Happy days, I thought, and not long after I'd returned to my street he arrived as promised. However a new problem materialised: I discovered that I had pulled off the little zip puller from my coat pocket in anger or frustration, no doubt during or immediately after the lawman confrontation, which meant my keys were trapped inside and I couldn't get them out. As I stood there furiously trying to prise the zip open with my fingers, Ford man waits patiently with his battery pack, a polite "ain't got all day mate" forced smile on his face, so I end up having to grab a pair of secateurs from my garden shed to hack a hole into the coat to extricate the keys.
"Not your day is it fella," he remarks while attaching the jump leads, and my engine sparks into life again.
I don't even have time to face-palm or headbutt the steering wheel because the front two of the blocked queue start to toot, obviously unaware of my predicament, so I have to jump out and start frantically ringing neighbours' doorbells in the hope that someone's around who can help me push the car back onto the pavement. No doubt if any of the drivers had exited their vehicle to help, that police officer would've leapt out from somewhere to inform them it was a traffic violation to do so.
As luck would have it the only person to answer their door is an elderly gent on the other side of the road who I'd never met before, but immediately grasping the problem he hastens to help push while I steer. Unfortunately the steep camber of the road – which is partly what caused me to stall in the first place; this certainly wasn't the first time – also means that it's difficult to overcome the increased inertia, and once overcome it's then harder to navigate the car back to safety. The best we can do is leave it diagonally against the kerb with its arse sticking out, forcing traffic to manoeuvre around it.
I was experiencing a variety of negative emotions at this point but had to hold it together, knowing I now had to return to the Ford garage in town and suffer the embarrassment of asking the man to come back and help me again. I've tried to blank out the scene from my mind but have to relive it again here. That timeless feeling of dread, reminiscent of having to find dad to inform him you've done something incredibly stupid, which is also going to greatly inconvenience him.

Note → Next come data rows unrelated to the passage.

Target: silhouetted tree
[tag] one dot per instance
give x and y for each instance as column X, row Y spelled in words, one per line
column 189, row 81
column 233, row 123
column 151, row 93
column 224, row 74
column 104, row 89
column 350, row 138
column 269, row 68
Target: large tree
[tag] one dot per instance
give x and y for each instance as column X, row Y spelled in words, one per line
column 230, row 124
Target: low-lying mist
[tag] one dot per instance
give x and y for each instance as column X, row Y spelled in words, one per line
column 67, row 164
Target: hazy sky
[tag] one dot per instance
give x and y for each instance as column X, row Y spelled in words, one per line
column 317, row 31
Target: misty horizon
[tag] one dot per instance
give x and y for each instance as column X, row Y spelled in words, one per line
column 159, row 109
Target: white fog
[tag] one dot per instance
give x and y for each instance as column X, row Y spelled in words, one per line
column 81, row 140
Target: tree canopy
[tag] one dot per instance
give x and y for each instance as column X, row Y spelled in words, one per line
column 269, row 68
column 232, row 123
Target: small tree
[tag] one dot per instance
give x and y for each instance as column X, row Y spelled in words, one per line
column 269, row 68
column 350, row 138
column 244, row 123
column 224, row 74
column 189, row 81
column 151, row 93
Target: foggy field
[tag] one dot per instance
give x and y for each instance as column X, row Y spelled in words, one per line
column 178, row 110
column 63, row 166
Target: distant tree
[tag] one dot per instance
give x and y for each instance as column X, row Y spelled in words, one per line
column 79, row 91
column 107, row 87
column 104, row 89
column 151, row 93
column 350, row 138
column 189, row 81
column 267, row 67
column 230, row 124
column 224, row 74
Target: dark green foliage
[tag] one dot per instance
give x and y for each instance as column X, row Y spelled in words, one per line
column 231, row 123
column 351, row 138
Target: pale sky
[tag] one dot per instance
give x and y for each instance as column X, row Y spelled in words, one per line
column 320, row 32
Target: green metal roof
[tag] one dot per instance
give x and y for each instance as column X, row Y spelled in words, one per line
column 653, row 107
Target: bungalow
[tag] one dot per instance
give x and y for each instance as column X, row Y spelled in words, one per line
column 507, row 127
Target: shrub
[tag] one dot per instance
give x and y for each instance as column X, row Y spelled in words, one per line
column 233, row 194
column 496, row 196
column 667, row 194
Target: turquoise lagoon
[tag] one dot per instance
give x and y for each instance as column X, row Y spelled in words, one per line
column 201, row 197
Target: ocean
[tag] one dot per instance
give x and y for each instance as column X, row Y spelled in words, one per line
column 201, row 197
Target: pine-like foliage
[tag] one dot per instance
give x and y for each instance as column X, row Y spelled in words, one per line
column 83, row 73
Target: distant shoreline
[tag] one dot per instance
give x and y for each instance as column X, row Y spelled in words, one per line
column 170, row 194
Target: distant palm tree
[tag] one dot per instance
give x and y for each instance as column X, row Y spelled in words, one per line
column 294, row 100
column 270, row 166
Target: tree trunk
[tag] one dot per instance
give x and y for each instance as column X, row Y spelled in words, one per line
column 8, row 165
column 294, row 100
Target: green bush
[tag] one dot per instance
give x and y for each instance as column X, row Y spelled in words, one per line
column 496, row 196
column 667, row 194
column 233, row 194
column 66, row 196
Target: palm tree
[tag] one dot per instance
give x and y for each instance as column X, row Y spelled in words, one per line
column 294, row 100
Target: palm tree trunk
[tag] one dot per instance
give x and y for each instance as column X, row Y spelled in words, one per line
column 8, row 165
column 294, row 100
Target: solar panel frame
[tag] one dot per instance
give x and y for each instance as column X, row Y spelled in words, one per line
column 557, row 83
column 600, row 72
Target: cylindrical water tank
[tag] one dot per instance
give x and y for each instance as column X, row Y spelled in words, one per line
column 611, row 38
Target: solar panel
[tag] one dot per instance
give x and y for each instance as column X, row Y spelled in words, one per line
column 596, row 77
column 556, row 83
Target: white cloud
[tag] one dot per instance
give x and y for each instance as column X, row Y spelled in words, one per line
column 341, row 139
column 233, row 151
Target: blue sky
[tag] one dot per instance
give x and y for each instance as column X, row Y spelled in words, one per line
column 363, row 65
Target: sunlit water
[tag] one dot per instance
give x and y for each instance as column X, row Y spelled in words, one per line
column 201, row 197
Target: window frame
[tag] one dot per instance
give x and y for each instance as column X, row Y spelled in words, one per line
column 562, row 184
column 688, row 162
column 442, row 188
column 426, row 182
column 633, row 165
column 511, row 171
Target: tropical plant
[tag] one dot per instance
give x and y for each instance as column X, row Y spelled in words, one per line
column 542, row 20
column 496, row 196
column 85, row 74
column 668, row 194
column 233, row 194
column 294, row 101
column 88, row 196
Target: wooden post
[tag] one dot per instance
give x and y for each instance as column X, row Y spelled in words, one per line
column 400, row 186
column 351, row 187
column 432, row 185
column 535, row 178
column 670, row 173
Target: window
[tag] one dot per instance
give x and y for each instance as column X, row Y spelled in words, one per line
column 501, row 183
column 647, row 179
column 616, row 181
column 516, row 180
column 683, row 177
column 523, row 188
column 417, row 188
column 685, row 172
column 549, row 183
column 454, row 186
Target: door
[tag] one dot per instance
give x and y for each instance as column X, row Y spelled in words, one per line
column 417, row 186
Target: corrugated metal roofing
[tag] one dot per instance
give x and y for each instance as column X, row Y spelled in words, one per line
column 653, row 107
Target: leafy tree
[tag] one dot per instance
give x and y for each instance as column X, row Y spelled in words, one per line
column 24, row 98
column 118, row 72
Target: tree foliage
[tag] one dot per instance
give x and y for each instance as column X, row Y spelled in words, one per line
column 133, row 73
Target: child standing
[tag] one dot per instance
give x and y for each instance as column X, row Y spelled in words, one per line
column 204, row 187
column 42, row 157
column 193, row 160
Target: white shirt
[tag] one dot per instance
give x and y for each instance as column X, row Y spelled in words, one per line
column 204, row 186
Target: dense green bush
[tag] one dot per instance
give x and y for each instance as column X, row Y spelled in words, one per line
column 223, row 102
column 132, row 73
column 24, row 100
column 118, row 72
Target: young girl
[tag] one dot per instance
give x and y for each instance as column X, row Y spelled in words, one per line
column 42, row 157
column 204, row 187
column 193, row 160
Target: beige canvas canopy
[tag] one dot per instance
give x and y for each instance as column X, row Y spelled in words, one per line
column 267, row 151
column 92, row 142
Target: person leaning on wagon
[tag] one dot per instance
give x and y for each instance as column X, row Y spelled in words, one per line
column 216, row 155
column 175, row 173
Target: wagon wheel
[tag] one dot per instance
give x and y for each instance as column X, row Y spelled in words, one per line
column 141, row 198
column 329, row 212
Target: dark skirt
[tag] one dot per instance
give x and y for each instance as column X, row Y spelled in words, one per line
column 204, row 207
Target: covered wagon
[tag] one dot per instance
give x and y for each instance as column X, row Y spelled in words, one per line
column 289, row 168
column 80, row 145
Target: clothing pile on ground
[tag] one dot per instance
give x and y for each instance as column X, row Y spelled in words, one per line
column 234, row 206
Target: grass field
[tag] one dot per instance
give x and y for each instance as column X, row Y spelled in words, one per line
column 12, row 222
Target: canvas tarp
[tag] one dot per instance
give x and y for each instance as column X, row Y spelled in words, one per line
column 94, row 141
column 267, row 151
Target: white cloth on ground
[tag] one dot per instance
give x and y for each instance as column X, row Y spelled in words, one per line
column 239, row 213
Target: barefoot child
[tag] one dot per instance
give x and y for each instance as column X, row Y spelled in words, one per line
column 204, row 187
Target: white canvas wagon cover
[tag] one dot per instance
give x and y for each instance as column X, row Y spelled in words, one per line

He was with a customer as I slunk back through the door, was still talking to him as his eyes alighted on my sorry self, wearing my coat with a gaping secateur rip down the side.
"What," came his tight-lipped question, probably knowing what was coming next. Upon hearing that I'd stalled the car he delivered an unmistakable "You fucking bellend" head-shake, then told me to go back and he'd be there when he'd finished with his customer. While back on my street hitching up the bonnet for a third time, I had hit a proper emotional low, in shock at how the afternoon had panned out, the absolute injustice of it. The appointment I was supposed to be honouring had to be postponed by two hours, and here comes Ford man with a distinct glare as he again rocks up with the battery pack.

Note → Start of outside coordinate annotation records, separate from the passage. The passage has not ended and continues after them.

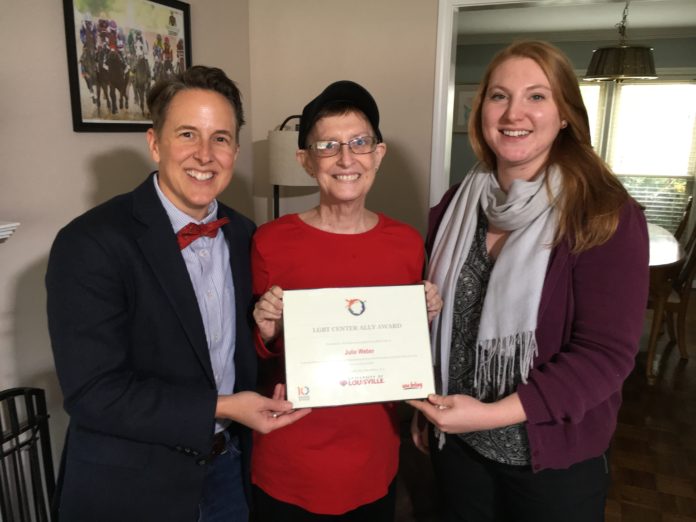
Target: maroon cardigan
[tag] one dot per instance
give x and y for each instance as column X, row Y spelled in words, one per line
column 589, row 324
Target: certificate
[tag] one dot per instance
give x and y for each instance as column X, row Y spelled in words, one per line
column 356, row 345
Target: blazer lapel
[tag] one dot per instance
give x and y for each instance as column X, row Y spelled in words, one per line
column 160, row 249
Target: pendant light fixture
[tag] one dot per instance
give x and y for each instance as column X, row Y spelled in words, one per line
column 622, row 61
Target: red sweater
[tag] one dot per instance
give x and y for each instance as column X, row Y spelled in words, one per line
column 335, row 459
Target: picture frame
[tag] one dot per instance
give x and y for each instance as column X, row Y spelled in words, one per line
column 463, row 98
column 116, row 51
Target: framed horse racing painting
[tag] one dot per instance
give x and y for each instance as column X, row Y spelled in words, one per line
column 118, row 49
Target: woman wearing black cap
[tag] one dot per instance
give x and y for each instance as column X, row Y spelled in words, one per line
column 336, row 461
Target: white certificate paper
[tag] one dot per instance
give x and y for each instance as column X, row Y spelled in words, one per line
column 356, row 345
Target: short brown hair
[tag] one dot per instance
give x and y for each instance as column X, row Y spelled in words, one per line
column 592, row 195
column 196, row 77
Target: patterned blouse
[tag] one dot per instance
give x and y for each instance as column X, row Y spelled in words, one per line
column 508, row 445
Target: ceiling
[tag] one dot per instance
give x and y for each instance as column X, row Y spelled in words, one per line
column 558, row 21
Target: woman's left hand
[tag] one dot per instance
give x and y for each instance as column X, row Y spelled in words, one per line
column 432, row 300
column 464, row 414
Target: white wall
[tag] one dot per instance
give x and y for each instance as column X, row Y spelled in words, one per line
column 283, row 52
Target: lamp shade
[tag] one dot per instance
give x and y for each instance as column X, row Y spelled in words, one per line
column 621, row 62
column 283, row 168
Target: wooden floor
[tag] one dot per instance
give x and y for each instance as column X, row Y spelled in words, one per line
column 653, row 453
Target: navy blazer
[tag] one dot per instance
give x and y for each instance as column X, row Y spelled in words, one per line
column 132, row 360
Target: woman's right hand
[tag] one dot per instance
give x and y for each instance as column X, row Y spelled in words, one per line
column 419, row 432
column 268, row 313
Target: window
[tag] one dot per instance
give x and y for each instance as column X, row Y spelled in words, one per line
column 647, row 135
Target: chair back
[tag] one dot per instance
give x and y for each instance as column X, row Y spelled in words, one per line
column 681, row 228
column 683, row 282
column 27, row 482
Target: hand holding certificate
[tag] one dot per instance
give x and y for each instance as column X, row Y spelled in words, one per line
column 356, row 345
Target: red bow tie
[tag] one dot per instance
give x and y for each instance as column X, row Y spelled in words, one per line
column 192, row 231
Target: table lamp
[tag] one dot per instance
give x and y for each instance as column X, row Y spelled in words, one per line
column 283, row 168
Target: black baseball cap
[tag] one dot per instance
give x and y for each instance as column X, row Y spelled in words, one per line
column 341, row 92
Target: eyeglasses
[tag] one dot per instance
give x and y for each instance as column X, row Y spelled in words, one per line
column 359, row 145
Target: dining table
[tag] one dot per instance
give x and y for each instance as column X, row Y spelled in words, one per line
column 666, row 259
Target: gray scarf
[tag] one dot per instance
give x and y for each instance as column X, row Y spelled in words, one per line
column 509, row 315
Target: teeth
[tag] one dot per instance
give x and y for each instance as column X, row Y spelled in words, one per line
column 515, row 133
column 200, row 176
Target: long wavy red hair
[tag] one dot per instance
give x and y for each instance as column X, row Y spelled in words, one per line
column 592, row 196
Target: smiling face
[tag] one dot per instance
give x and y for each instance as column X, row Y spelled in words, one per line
column 520, row 119
column 345, row 178
column 195, row 150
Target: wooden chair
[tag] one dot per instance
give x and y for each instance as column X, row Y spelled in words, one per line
column 684, row 220
column 27, row 483
column 678, row 301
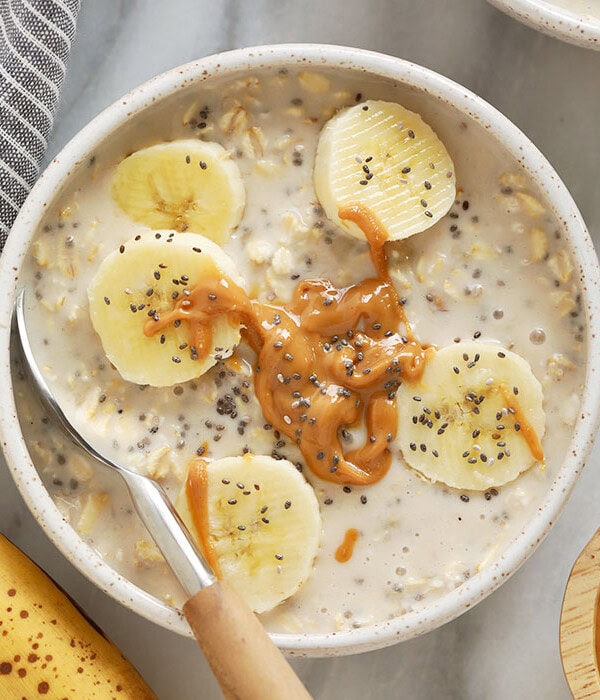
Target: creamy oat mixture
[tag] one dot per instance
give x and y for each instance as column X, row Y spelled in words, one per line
column 495, row 268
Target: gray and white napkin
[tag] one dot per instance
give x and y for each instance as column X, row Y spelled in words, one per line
column 35, row 41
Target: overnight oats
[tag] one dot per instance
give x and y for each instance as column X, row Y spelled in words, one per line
column 333, row 320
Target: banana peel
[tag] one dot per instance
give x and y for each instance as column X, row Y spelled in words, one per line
column 47, row 646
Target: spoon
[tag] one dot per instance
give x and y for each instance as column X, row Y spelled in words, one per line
column 242, row 656
column 580, row 624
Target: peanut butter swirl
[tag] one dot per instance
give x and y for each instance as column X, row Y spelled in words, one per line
column 327, row 363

"This is the last time mate," he says, going through the same motions. "So keep your revs up. And I'm a big whisky fan."
I promise him a bottle of Waitrose's finest, thank him again with almost a lump in my throat and get behind the wheel once more, this time not bothering with the U-turn and going the long way in the other direction, frenziedly revving the engine at each junction stop, eliciting concerned looks from passing pedestrians.

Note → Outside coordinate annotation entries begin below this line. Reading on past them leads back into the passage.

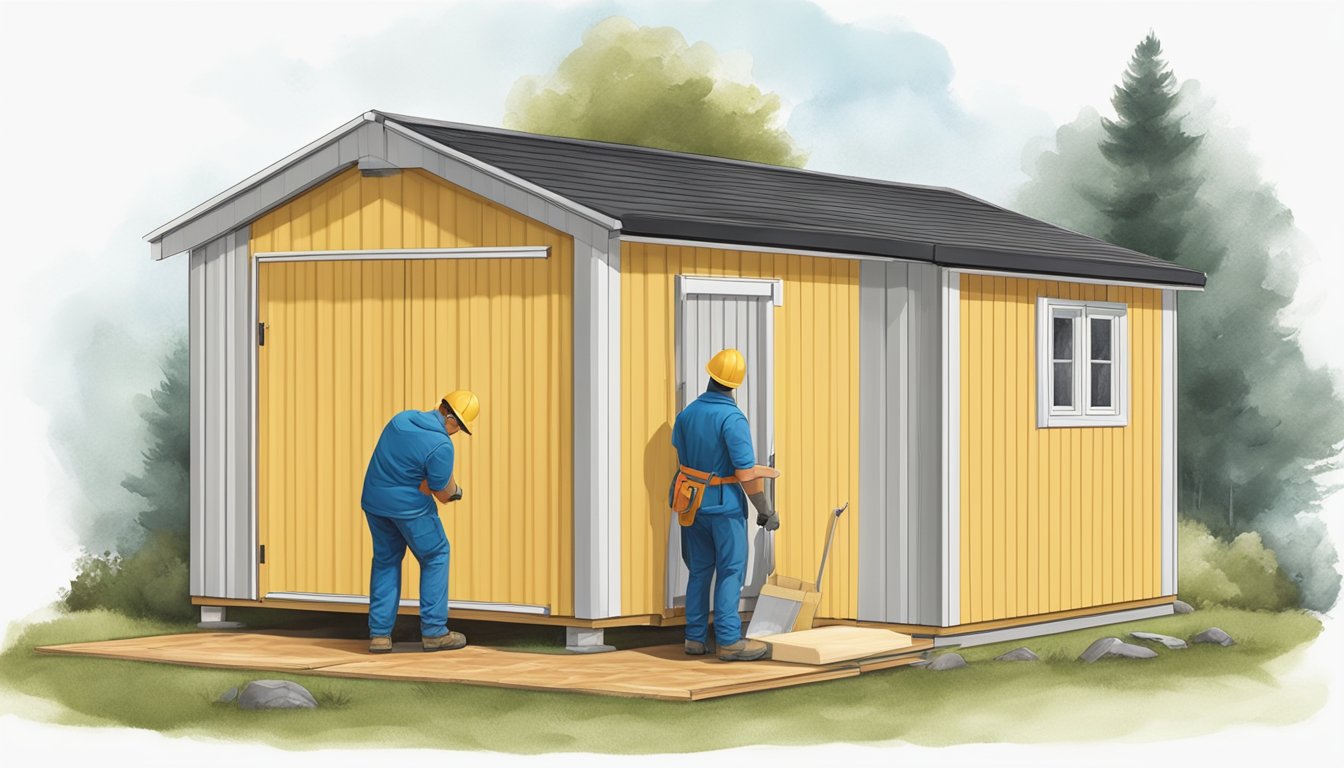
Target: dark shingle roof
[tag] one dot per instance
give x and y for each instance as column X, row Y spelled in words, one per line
column 656, row 193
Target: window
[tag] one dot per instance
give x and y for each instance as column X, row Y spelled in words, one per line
column 1081, row 373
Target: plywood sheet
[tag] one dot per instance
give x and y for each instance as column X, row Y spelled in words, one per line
column 833, row 644
column 661, row 671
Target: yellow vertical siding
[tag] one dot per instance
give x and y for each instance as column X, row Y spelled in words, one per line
column 354, row 342
column 816, row 412
column 1062, row 518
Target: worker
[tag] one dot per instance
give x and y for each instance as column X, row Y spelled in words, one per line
column 711, row 435
column 411, row 467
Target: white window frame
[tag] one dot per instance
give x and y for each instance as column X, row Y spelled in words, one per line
column 1082, row 412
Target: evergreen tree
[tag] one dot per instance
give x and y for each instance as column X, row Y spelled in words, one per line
column 1257, row 424
column 1151, row 154
column 164, row 482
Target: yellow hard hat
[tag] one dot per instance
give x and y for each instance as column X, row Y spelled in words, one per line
column 464, row 405
column 729, row 367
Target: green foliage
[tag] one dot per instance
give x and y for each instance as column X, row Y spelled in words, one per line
column 151, row 580
column 151, row 584
column 1258, row 427
column 1239, row 573
column 647, row 86
column 165, row 479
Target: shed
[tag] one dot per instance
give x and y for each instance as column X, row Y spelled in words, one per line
column 993, row 394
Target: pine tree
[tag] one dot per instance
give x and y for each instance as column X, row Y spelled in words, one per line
column 1257, row 424
column 1151, row 154
column 164, row 482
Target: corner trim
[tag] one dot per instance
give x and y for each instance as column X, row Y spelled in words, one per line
column 950, row 296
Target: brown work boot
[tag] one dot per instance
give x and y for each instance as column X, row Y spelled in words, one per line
column 696, row 648
column 743, row 651
column 449, row 642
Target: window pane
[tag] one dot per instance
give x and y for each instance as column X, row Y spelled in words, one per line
column 1101, row 338
column 1063, row 338
column 1063, row 385
column 1101, row 385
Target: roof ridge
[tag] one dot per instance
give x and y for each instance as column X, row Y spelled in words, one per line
column 433, row 123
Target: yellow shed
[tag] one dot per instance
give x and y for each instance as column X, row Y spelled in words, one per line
column 993, row 396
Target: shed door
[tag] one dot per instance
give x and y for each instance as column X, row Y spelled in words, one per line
column 329, row 374
column 717, row 314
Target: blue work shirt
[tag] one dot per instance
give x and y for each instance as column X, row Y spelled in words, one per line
column 413, row 447
column 711, row 435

After that journey though the car's running fine again, just have to drive it a bit more often and have invested in a portable jump starter to prevent ever having to re-experience this.
But just to conclude this sorry tale, if you ever happen to read this my Cambridgeshire Constabulary chum who came walking down my street that day and straight into my car: thank you for your quick thinking and assistance, it truly made my day. Karma Police is one of my favourite songs funnily enough.